The demanding family life of The Mollisons centres around the needs of Charlie who is physically on the cusp of manhood, but Charlie doesn’t speak. He’s autistic and has ADD. His complex needs and his responses see him act out at the worst times in the most embarrassing of ways. With Thomas his younger brother at once protective and humiliated by Charlie’s behaviour, Simon, the father, who is denial about the pressure in his home and an extraordinary mother who is heavily pregnant with “a little surprise”, the Mollinsons are doing it tough.
Director of the office and jury chair, Jesuit Priest, Fr Richard Leonard said, “This film is all about the extent of sacrificial love, what parents will do for their children, and how far a brother will go to carry his sibling.”
Director Elissa Down does not spare the audience much of the extremely challenging situations and issues this family has to face. This film shows us how complicated, tender, violent and chaotic a family who lives with severe disability can actually be.

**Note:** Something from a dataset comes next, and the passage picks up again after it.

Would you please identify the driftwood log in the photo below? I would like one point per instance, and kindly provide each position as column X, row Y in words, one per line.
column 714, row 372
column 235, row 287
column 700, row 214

The jury was especially impressed the truly remarkable performance of Luke Ford as Charlie. “He is both lovable and demanding, but the stress he places upon the family is almost intolerable to watch. The sobering thought is to consider how many families live this all-too rarely seen life every day,” Fr Leonard said.
Shot on very small budget The Black Balloon is a modest Australian drama that admirably achieves everything it sets out to do. “It affectionately lifts the lid on some significant suffering in the suburbs. It is raw in parts, but so is the life some families who face up to this every hour of every day. This story ends up being about amazing grace.”
Other films short listed for this year’s prize included Nash Edgerton’s “The Square”, Peter Duncan’s “Unfinished Sky”, Cathy Randall’s “Hey Hey It’s Esther Blueburger” and Chris Weeks’ “Bitter and Twisted”.